Originally Posted by DogBoy
You weigh 148 and your wheels are out of true in a week? That's just a bad build. Instead of new wheels pay someone to rebuild the wheels you've got. As to your question, I think as you move up from low level mavic to the high-falutin' bling, you get steadily lighter wheels, and materials move from AL, to better AL to carbon mix. They may get better hubs as well, but I'm not positive on that one.
+1
Up until a week ago i had a ridiculously cheap, no-name, single wall wheelset on my commuter. In the first month of riding i would break a spoke every other day and the wheels were never true. I'd just take them in to a shop for a spoke replacement and ride on until the next one broke.

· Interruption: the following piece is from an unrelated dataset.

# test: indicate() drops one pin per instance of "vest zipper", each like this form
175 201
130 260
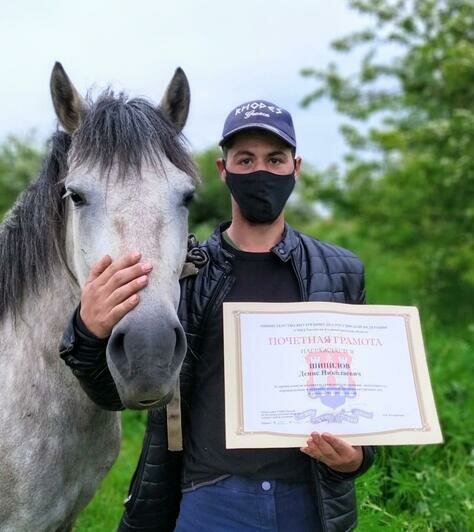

Anyway, at some point i got tired of it, asked around, and demanded that the wheels be rebuilt by the LBS where i bought the bike. Since then, they ran for about 5000km without being trued once. And i'm talking day in, day out commuting on pothole-ridden roads, with my own 180lbs plus 10-20 lbs of load.
Then,a week ago i splurged on a pair of Mavic A319s/Deore 36 spokes, as part of a touring conversion plan of the bike. I actually contemplated keeping the old wheelset, because i couldn't bare the thought of throwing away a part that was perfectly reliable and in good shape. But then i got over it.
My vote - rebuild or re-tension the wheels.